A previously identified rally target at 107.61 remains the best short-term play I can foresee at the moment. That implies more than a point of upside potential to consider — and possibly to leverage – before we attempt to get short. Traders should be ready for the opportunity, which would come on the hourly chart this morning with a pop to between the two peaks of the last two days — respectively at 106.88 and 107.09 — followed by a b-c pullback and a new thrust. If this all occurs in the first 60 to 90 seconds of the session, the opportunity would become all the more attractive, but you’ll need to be ready for it. (Note: We remain short the August 102/98 put three times in a 1:2 ratio @ 0.76 per, but we’ve written off this backspread for a $228 loss.)
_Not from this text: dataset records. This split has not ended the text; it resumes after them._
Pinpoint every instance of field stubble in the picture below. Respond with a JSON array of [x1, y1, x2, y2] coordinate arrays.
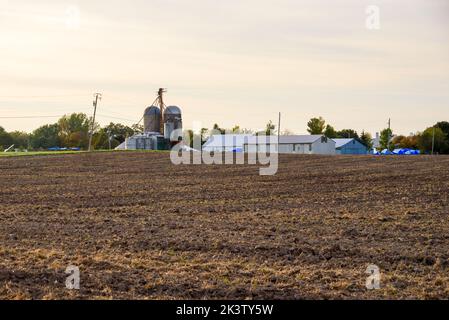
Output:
[[0, 152, 448, 299]]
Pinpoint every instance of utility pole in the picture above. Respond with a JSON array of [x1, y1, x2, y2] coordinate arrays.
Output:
[[107, 130, 112, 150], [278, 112, 281, 140], [387, 118, 391, 150], [158, 88, 166, 135], [276, 112, 281, 153], [88, 93, 102, 152], [431, 126, 435, 155]]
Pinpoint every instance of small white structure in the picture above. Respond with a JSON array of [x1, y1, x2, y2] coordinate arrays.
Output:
[[202, 134, 253, 152], [372, 132, 381, 149], [244, 135, 336, 155], [115, 132, 165, 150]]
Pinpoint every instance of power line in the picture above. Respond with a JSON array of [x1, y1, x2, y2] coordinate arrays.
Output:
[[0, 94, 91, 99], [0, 113, 140, 123], [0, 115, 62, 119], [96, 114, 139, 123]]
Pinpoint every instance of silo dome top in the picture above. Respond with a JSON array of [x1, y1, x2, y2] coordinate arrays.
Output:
[[144, 106, 161, 116], [164, 105, 181, 116]]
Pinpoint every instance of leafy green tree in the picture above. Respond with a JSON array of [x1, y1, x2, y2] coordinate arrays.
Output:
[[324, 124, 337, 138], [103, 122, 135, 143], [265, 120, 276, 135], [0, 126, 13, 150], [92, 128, 120, 150], [200, 128, 209, 145], [212, 123, 225, 134], [231, 125, 241, 133], [9, 131, 30, 150], [337, 129, 359, 139], [379, 128, 393, 150], [392, 135, 419, 149], [57, 113, 95, 149], [307, 117, 325, 134], [131, 123, 144, 134], [435, 121, 449, 137], [418, 127, 448, 154], [360, 131, 373, 150], [434, 121, 449, 153], [30, 124, 60, 149]]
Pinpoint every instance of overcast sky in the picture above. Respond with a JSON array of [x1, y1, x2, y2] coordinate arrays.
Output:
[[0, 0, 448, 135]]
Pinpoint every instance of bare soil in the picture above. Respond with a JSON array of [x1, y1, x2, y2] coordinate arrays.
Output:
[[0, 152, 448, 299]]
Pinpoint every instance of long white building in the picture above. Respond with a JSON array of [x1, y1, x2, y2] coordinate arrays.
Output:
[[244, 135, 336, 155], [202, 134, 253, 152]]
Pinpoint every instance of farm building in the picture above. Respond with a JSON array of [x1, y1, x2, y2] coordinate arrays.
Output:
[[333, 138, 368, 155], [244, 135, 336, 155], [115, 89, 183, 151], [202, 134, 253, 152]]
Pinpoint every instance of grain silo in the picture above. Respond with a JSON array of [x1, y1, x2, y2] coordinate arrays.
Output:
[[115, 88, 183, 151], [143, 106, 161, 133], [163, 106, 182, 141]]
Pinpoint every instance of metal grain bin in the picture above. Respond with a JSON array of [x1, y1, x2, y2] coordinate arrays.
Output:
[[163, 106, 182, 141], [143, 106, 161, 133]]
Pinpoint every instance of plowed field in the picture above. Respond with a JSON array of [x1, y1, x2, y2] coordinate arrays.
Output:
[[1, 152, 448, 299]]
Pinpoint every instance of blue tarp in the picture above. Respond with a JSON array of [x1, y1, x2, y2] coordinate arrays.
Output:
[[393, 148, 420, 155], [375, 148, 420, 155]]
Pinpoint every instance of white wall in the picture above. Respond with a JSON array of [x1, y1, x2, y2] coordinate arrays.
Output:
[[244, 139, 335, 155], [279, 144, 293, 153], [203, 146, 240, 152], [245, 145, 257, 153], [311, 139, 336, 155]]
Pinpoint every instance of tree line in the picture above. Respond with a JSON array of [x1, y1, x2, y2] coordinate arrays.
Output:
[[2, 114, 448, 154], [306, 116, 449, 154], [0, 113, 143, 151]]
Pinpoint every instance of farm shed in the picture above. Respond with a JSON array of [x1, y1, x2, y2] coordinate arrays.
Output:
[[202, 134, 253, 152], [333, 138, 368, 155], [244, 135, 336, 155]]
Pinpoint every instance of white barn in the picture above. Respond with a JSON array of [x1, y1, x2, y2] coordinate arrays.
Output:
[[202, 134, 253, 152], [244, 135, 336, 155]]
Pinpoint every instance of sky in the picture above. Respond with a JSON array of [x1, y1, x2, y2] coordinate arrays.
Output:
[[0, 0, 448, 135]]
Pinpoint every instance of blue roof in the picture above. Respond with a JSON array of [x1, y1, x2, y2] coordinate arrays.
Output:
[[332, 138, 355, 148]]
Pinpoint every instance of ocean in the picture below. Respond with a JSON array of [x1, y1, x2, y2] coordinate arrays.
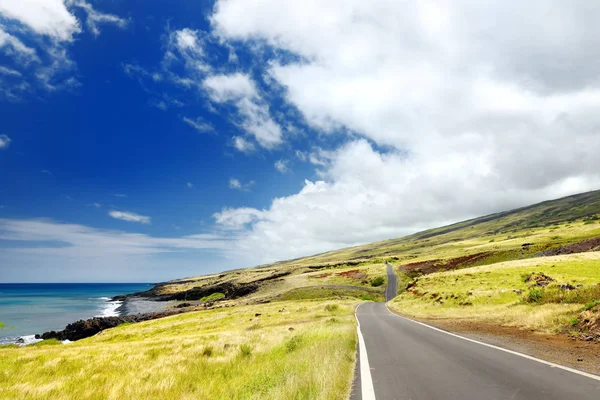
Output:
[[0, 283, 152, 344]]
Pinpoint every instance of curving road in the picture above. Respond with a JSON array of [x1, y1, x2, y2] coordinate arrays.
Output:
[[351, 264, 600, 399]]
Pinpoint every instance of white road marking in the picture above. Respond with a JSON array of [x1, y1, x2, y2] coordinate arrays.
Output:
[[355, 304, 376, 400], [384, 303, 600, 382]]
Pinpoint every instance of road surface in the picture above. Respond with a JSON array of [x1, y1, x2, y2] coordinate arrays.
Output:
[[351, 264, 600, 399]]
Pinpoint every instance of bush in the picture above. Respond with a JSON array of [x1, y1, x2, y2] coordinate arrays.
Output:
[[525, 288, 544, 303], [370, 277, 385, 287], [285, 335, 303, 353], [324, 304, 339, 312], [202, 346, 214, 357], [240, 343, 253, 357]]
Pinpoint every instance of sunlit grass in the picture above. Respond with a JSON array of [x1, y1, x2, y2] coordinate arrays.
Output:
[[389, 252, 600, 332], [0, 301, 357, 400]]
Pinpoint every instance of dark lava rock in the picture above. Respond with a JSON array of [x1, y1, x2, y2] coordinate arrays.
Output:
[[175, 302, 192, 308], [36, 310, 184, 342]]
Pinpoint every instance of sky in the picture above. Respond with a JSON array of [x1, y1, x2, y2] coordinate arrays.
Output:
[[1, 0, 600, 282]]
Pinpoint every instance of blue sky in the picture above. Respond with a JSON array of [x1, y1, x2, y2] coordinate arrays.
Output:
[[2, 1, 600, 282]]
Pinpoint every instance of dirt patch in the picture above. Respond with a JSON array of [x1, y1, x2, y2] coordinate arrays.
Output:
[[524, 272, 555, 287], [336, 269, 367, 279], [538, 236, 600, 257], [311, 273, 332, 279], [400, 252, 491, 274], [573, 307, 600, 342], [407, 316, 600, 376]]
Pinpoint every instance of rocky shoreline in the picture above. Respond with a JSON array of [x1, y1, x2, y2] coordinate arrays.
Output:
[[36, 308, 186, 342]]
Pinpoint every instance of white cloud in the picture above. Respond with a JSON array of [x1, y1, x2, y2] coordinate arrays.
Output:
[[163, 28, 209, 75], [109, 210, 151, 224], [0, 134, 11, 149], [68, 0, 128, 37], [0, 29, 38, 62], [274, 159, 289, 173], [0, 66, 21, 77], [232, 136, 255, 153], [228, 178, 254, 191], [204, 73, 282, 149], [295, 150, 307, 161], [182, 116, 214, 133], [0, 0, 80, 42], [213, 207, 262, 230], [186, 182, 193, 189], [0, 0, 128, 98], [87, 202, 101, 208], [0, 218, 234, 257], [206, 0, 600, 264], [228, 178, 241, 189]]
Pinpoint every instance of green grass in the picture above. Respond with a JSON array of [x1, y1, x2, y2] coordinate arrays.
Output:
[[200, 292, 225, 302], [389, 253, 600, 333], [277, 287, 384, 302], [0, 300, 357, 400]]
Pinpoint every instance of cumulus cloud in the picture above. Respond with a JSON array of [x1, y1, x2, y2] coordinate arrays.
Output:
[[0, 0, 80, 42], [206, 0, 600, 263], [203, 73, 282, 149], [0, 134, 11, 149], [109, 210, 150, 224]]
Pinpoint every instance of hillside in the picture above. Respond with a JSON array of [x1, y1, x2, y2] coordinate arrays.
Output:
[[141, 190, 600, 308]]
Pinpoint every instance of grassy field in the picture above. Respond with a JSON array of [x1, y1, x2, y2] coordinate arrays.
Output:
[[389, 252, 600, 334], [0, 300, 357, 400]]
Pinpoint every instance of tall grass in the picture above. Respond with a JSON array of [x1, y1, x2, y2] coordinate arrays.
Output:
[[0, 300, 357, 400]]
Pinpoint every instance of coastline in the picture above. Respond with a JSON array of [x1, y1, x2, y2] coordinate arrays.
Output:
[[1, 284, 172, 346]]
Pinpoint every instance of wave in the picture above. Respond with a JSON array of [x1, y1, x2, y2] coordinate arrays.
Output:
[[95, 297, 122, 317]]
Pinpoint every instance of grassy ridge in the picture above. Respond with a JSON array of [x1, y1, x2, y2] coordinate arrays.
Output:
[[0, 301, 357, 400]]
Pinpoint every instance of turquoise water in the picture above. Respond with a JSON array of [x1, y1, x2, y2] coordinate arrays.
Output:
[[0, 283, 151, 343]]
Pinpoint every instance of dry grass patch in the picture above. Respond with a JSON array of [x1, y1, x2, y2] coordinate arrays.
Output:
[[0, 300, 357, 400]]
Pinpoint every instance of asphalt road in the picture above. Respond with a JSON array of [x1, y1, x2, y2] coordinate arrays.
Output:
[[384, 263, 397, 302], [351, 265, 600, 400]]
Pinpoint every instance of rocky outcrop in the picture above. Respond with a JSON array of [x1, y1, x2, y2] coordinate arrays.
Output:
[[113, 281, 261, 302], [538, 237, 600, 257], [36, 310, 184, 342]]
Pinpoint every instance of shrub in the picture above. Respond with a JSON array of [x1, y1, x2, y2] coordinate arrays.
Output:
[[202, 346, 214, 357], [285, 335, 303, 353], [240, 343, 253, 357], [525, 288, 544, 303], [370, 277, 385, 287], [324, 304, 339, 312]]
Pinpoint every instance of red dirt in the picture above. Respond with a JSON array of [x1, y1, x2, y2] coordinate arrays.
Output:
[[312, 273, 332, 278], [400, 252, 491, 274], [337, 269, 367, 279]]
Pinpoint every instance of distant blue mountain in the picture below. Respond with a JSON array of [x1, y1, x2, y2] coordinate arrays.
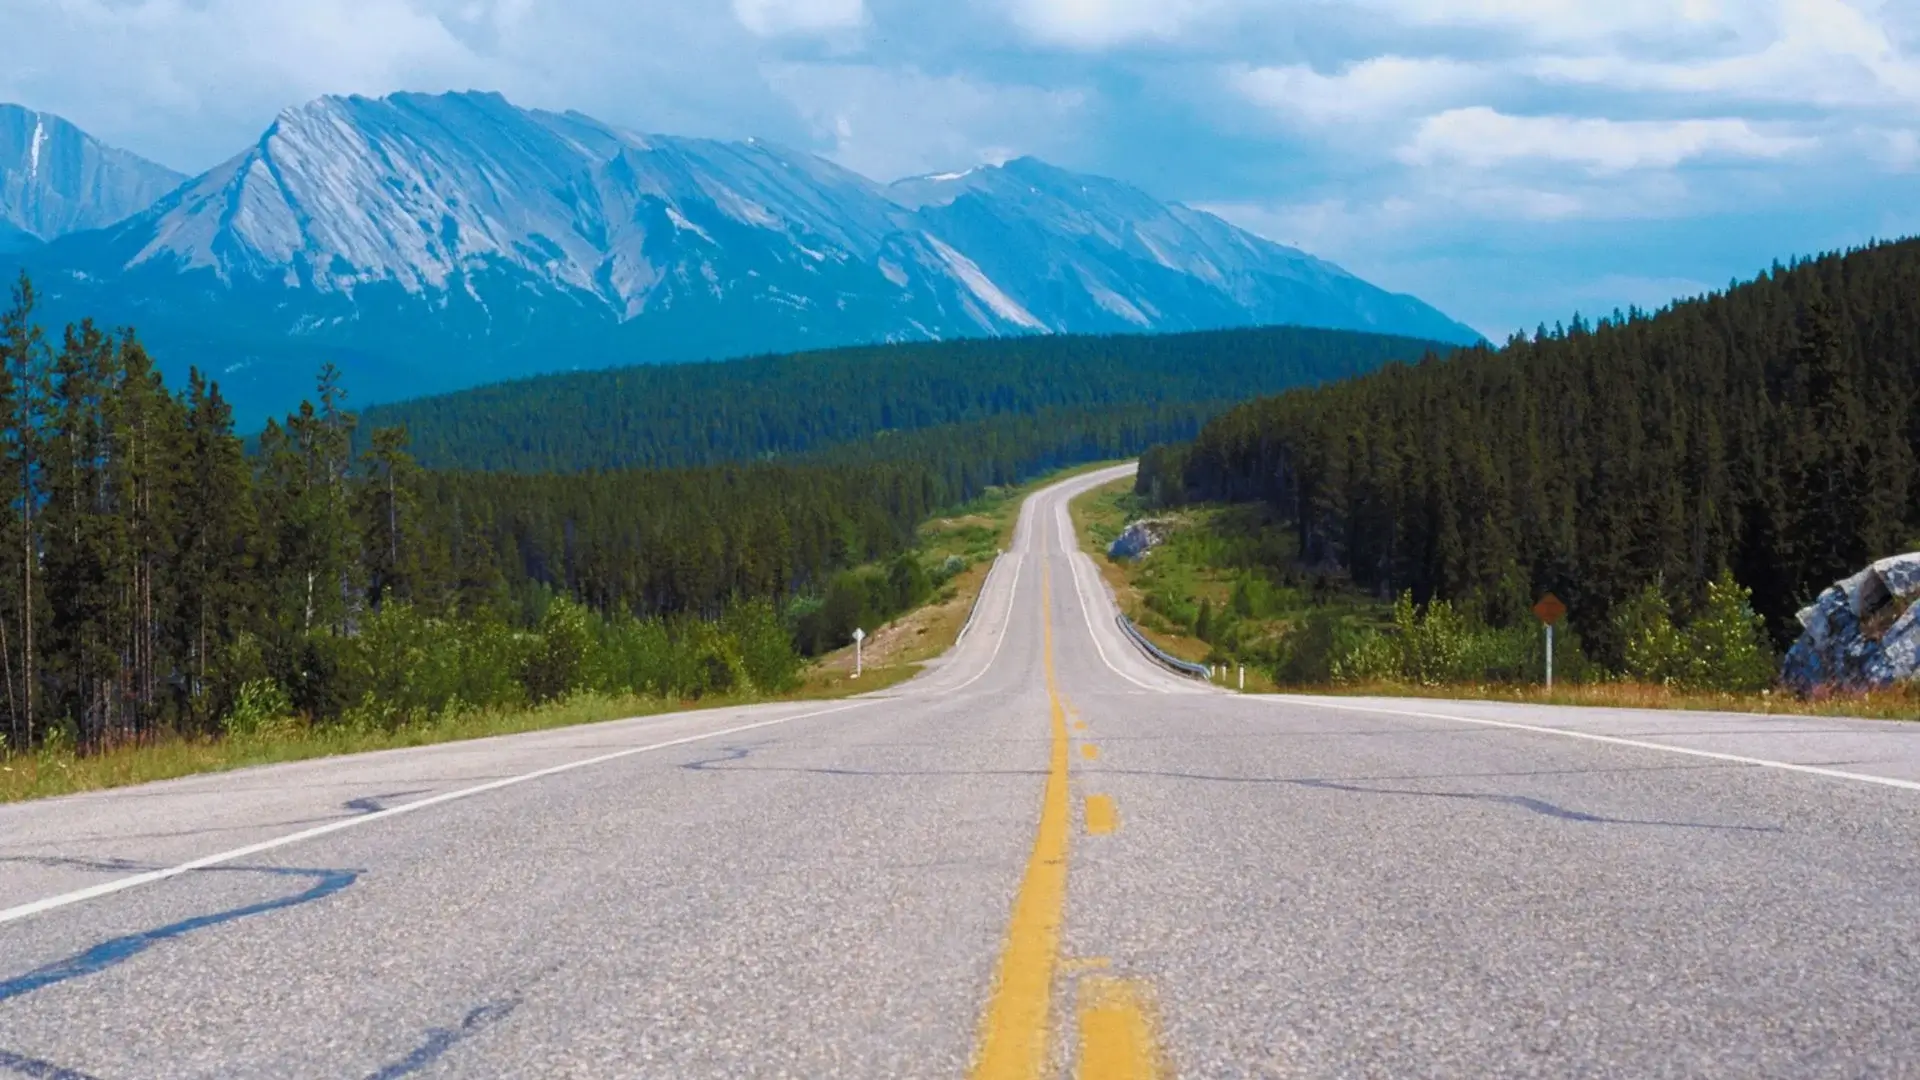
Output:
[[6, 91, 1480, 422], [0, 105, 184, 244]]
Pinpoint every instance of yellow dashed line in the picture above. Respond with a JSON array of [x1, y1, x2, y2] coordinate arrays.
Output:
[[1081, 744, 1099, 761], [967, 566, 1072, 1080], [1061, 956, 1112, 974], [1076, 976, 1163, 1079], [1084, 795, 1117, 836]]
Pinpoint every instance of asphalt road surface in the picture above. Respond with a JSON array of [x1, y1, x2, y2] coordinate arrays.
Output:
[[3, 464, 1919, 1079]]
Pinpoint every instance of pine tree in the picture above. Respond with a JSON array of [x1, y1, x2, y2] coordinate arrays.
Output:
[[358, 425, 424, 609], [1788, 296, 1872, 601], [176, 369, 254, 729], [0, 274, 42, 750]]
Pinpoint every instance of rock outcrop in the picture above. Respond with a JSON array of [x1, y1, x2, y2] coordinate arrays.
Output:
[[1782, 553, 1920, 692], [1107, 519, 1177, 561]]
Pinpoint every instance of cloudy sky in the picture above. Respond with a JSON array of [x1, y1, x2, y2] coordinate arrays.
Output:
[[4, 0, 1918, 337]]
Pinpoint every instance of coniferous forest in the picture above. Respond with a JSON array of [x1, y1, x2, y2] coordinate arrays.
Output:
[[1141, 240, 1920, 670], [0, 274, 1419, 754], [363, 325, 1453, 472]]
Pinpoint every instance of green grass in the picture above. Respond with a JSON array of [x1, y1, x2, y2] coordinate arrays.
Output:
[[1, 461, 1123, 804], [1071, 477, 1920, 720], [1071, 478, 1387, 676]]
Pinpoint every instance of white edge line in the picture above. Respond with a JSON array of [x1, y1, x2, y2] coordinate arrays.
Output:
[[0, 700, 877, 927], [954, 553, 998, 645], [1050, 486, 1172, 695], [945, 552, 1024, 696], [1256, 695, 1920, 794]]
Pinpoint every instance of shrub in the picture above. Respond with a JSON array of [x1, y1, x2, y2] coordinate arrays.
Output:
[[1329, 628, 1399, 684], [1614, 581, 1686, 684], [1679, 570, 1775, 691], [722, 599, 803, 693], [225, 678, 297, 739], [523, 596, 595, 703], [933, 554, 968, 586]]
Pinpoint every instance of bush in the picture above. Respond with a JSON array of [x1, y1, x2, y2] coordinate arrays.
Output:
[[225, 678, 297, 739], [1679, 570, 1775, 691], [523, 597, 595, 703], [1317, 591, 1598, 687], [722, 600, 803, 693], [932, 554, 968, 587], [887, 554, 933, 612], [1611, 573, 1775, 691], [1328, 627, 1399, 684], [1273, 610, 1381, 684], [1613, 581, 1687, 684]]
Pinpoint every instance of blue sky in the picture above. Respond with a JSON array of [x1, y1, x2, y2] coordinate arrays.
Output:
[[4, 0, 1918, 338]]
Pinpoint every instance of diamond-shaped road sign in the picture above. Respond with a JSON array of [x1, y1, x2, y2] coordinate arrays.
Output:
[[852, 628, 866, 643], [1533, 593, 1567, 626]]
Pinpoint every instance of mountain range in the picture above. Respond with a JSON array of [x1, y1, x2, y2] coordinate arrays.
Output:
[[0, 105, 184, 252], [1, 92, 1481, 421]]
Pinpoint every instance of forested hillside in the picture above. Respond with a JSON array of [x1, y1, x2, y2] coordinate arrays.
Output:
[[1144, 239, 1920, 664], [0, 273, 1288, 755], [364, 326, 1452, 472]]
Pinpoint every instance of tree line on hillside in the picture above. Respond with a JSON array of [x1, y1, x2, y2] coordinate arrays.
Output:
[[0, 274, 1227, 753], [1140, 240, 1920, 675], [364, 326, 1454, 472]]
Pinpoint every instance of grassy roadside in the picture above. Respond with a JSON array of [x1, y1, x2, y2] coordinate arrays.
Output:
[[1, 462, 1122, 804], [807, 459, 1122, 684], [1069, 476, 1920, 720]]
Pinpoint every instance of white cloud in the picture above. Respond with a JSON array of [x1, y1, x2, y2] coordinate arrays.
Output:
[[731, 0, 866, 37], [764, 63, 1089, 180], [1530, 0, 1920, 107], [1353, 0, 1747, 48], [1401, 107, 1814, 173], [1005, 0, 1221, 48], [0, 0, 803, 170], [1231, 56, 1486, 126]]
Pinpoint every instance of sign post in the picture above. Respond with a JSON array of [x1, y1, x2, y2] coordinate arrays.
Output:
[[852, 627, 866, 679], [1532, 593, 1567, 688]]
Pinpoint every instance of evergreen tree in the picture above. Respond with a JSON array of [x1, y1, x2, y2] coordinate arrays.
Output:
[[176, 370, 254, 728], [0, 273, 43, 750]]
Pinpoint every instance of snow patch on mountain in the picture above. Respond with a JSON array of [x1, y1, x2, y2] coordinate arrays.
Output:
[[924, 234, 1046, 331], [0, 104, 185, 242], [13, 90, 1483, 416]]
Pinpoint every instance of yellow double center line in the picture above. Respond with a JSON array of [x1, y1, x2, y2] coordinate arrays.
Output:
[[968, 563, 1159, 1079], [968, 566, 1073, 1079]]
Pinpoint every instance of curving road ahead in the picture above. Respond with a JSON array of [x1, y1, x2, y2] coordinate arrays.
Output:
[[3, 464, 1920, 1078]]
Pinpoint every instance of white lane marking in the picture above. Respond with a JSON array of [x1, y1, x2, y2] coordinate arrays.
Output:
[[0, 701, 879, 927], [955, 552, 1001, 645], [944, 553, 1026, 696], [1257, 695, 1920, 794], [1048, 489, 1179, 695]]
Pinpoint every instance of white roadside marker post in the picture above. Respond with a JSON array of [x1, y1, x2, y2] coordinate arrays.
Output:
[[853, 627, 865, 679], [1238, 665, 1245, 691]]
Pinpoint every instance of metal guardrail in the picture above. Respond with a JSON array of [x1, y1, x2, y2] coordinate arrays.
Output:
[[1114, 613, 1211, 680]]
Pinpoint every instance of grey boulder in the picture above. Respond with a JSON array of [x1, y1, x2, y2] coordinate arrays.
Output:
[[1108, 519, 1177, 561], [1782, 553, 1920, 693]]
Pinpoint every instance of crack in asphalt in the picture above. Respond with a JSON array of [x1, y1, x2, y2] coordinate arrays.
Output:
[[0, 866, 360, 1006], [680, 746, 1777, 831], [0, 1047, 104, 1080], [361, 998, 522, 1080], [343, 790, 431, 815]]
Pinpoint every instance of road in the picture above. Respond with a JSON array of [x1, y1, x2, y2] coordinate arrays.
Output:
[[3, 463, 1919, 1078]]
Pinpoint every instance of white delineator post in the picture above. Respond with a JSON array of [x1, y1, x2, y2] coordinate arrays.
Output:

The more eager we grow to short this airborne turd, the less obliging it becomes. Look at the three-minute chart if you want to see price action that’s bound and determined to make nonsense of any prediction or strategy we might hazard. Previously identified rally targets at 107.61 and 108.75 remain valid nonetheless, but I’m not going to pretend they’re likely to blossom into opportunities today. Suit yourself, since this one will have to be catch-as-catch-can into week’s end. We remain short the August 102/98 put three times in a 1:2 ratio @ 0.76 per.
So far this week, the Diamonds have barely improved on the dubious gain they achieved when they gapped higher on Monday’s opening bar. Still, we’ve got our fingers crossed, hoping for a finishing stroke to 107.61 by week’s end. That’s where I’ve recommended buying four September 104 puts, using a 20-cent stop-loss on the put. If you buy the puts with the Diamonds trading at or very close to the target, your theoretical risk, commissions included, would not be much more than about $100. Please note that if the stop is hit, DIA should be presumed headed to at least 108.75, the Hidden Pivot target of a lesser pattern. We’ll want to try shorting there, again using the Sept 104 puts and a 20-cent stop-loss. We are currently long a bear put spread three times @ 0.76 — short three August 102 puts against six long August 98 puts.
We’re already short via a backspread we’ve written off, but the temptation to try again at 107.61, a Hidden Pivot target that comes from the hourly chart (A=96.61 on July 6), is irresistible. Accordingly, I’ll suggest buying four September 104 puts if and when the target is very closely approached. The best way to price the puts is to monitor the bid/asked spread for about 15 minutes as the rally closes on the target. You should stop yourself out of the position if the puts trade for $20 less than you paid for them. The theoretical risk implied is about $100. including commissions.
We are short the August 102/August 98 put spread in a 1:2 ratio three times @ 0.76. It’s time to write off the likely trading loss of $228, even though we’ll continue to carry the position toward expiration. In retrospect, the loss came from my having missed exiting some long puts on July 7. We had a profit of nearly $1000 in the position at one time and I should have suggested nailing some of it down. Indeed, there will never be a good excuse for not taking at least a partial profit when puts “come home” as they did for us, however briefly (which in the world of put options means three days, tops).